La sangre de Sonia empezó a hervir. Imaginó a su macho desnudo entre los ídolos, bruñido el torso a la luz de las vitrinas. Imaginó su enorme y picuda lanza enhiesta en la penumbra del palacio.

– Yo también tengo ganas.

– ¿Estás mojada?

– Sí.

– ¿Quieres que vaya a por ti?

Sonia vaciló.

– Es mi primera noche. No sé…

– ¿Quién se dará cuenta? Nos lo montaremos en el museo. Será muy excitante. En una hora tendrás palanca. Espérame discurriendo alguno de tus jueguecitos. Instrumentos no te van a faltar…

– Tendría que abrirte la puerta y…

– ¿Quién nos verá? En todo caso, pensarán que soy el vigilante de refuerzo. Nos lo hacemos y me vuelvo a mis putas naves. ¿Cuál es el problema?

«Ninguno», decidió Sonia, al colgar. La conversación con Juan la había puesto a mil. Cogió la porra, la deslizó entre sus pechos y la lamió hasta que estuvo a punto de correrse. Pero pensó que sería mejor reservarse para él. ¿Dónde lo harían? ¿En la sala de la Inquisición? ¿Entre las estacas turcas? ¿En la sala azteca?

Siguió leyendo el catálogo, intentando entretenerse hasta la llegada de Juan, pero estaba cada vez más excitada. Para relajarse, armó un canuto. Había cogido tal práctica que liaba los porros en menos tiempo del que tardaba en pensarlo. Aspiró con avidez, sintiendo cómo el calor de la marihuana le templaba el cuerpo, la piel, hasta conjurar el frío y la humedad que no la habían abandonado desde que dejó a Juan tendido en la helada cama del piso de Cuchilleros. Aquel compartido cuartucho carecía de radiador. Disponían de un brasero, pero su resistencia eléctrica apenas alcanzaba para calentarles los pies.

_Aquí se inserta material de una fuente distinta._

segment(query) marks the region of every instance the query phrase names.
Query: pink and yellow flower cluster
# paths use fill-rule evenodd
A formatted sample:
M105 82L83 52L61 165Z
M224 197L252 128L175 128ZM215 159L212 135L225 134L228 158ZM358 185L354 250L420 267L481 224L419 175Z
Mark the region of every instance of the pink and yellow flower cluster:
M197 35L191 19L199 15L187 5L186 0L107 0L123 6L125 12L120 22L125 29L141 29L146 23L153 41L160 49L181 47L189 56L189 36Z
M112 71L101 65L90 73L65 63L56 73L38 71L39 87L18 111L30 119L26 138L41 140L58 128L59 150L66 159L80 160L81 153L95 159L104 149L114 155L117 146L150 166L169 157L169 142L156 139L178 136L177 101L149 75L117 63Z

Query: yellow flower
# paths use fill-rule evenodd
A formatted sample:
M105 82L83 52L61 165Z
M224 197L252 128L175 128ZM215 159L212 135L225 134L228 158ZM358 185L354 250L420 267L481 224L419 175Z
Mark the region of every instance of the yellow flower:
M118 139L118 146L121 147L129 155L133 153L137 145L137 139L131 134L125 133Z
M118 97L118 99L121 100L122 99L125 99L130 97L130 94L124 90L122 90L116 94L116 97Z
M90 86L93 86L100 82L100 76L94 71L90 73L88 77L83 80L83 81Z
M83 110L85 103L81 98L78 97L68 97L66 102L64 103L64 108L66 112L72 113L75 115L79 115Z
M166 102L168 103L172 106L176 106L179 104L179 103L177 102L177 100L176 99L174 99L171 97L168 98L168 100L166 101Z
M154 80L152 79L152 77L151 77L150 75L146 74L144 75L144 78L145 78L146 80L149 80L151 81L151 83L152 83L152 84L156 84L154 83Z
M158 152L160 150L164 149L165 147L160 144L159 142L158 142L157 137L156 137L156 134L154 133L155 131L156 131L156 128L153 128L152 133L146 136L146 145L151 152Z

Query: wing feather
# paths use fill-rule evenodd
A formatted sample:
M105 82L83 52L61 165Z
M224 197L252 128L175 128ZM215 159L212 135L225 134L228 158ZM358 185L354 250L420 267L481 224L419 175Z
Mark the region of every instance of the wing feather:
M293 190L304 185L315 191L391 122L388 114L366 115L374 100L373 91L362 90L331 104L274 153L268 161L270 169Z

Tampoco el Palacio Cavallería contaba con un sistema de calefacción. En el resto de las estaciones, sus gruesos muros y el suave clima atlántico de Bolscan bastaban para mantener una temperatura agradable, pero en los inviernos crudos, como aquél, los curiosos debían visitar el museo protegidos por ropa de abrigo, con gruesos jerséis como el que usaba Raúl Codina.

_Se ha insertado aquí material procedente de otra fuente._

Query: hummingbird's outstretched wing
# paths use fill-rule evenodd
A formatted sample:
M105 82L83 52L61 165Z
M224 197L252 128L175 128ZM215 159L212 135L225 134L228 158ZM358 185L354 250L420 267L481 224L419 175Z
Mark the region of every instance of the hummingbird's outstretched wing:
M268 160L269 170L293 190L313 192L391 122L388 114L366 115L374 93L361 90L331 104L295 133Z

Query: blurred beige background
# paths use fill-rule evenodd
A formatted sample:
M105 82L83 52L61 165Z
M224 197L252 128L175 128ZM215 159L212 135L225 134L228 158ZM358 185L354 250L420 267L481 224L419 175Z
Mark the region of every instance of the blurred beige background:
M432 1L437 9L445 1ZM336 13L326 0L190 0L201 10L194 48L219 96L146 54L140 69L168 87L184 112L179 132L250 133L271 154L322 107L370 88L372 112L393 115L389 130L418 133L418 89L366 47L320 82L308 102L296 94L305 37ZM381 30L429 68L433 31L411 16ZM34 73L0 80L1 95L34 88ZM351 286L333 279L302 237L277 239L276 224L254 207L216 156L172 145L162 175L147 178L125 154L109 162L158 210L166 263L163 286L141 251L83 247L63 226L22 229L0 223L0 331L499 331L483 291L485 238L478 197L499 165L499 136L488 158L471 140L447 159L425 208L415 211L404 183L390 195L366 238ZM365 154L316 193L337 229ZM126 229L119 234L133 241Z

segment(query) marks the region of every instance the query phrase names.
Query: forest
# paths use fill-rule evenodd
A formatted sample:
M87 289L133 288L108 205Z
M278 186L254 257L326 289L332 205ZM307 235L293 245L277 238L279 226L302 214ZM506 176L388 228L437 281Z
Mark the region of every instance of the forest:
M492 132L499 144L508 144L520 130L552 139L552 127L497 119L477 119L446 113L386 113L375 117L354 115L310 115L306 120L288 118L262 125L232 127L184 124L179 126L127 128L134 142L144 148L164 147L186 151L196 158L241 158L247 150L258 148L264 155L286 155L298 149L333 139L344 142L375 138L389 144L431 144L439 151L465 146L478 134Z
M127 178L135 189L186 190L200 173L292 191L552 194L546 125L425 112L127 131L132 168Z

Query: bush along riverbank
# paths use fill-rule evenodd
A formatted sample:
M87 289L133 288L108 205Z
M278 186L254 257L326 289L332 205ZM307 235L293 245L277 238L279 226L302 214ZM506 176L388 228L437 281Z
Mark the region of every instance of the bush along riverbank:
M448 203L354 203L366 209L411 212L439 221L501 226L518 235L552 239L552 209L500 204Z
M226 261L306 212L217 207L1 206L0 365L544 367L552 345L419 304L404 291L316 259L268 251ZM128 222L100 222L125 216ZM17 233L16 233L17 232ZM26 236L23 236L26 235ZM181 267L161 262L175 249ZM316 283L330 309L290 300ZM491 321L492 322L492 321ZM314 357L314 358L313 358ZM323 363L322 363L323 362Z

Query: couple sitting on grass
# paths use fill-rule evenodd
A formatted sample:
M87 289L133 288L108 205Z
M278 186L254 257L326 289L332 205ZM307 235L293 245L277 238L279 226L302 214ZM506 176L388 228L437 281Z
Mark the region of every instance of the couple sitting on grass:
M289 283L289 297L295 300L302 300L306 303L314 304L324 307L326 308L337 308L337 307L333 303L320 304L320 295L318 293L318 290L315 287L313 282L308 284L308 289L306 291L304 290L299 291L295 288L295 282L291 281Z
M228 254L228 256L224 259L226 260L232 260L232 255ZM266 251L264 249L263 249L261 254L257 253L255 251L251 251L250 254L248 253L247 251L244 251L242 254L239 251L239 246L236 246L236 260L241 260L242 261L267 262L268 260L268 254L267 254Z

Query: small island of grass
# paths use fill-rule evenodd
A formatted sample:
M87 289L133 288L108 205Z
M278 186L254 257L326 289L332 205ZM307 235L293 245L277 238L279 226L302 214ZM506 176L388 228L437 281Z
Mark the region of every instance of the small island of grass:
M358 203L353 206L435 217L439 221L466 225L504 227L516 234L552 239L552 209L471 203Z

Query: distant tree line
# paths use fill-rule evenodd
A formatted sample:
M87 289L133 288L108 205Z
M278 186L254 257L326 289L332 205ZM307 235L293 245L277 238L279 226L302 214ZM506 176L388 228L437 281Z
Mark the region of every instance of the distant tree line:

También ella, en Los Oscuros, había poseído una de esas prendas, un jersey de cuello de cisne con columnas de ochos trenzados con dos clases de lana. Al evocar el tacto de aquel tejido, su doméstica calidez, y de qué manera Alfredo Flin, su profesor de arte dramático, se lo había ido subiendo muy despacio, en el vestuario utilizado por las alumnas, mientras la acariciaba y le besaba las puntas de los pechos a través de las copas del sujetador, Sonia experimentó un principio de descontrol. Aquella sensación, que tan bien conocía, de dulce ensoñación, al principio, y de incontrolable ardor, después.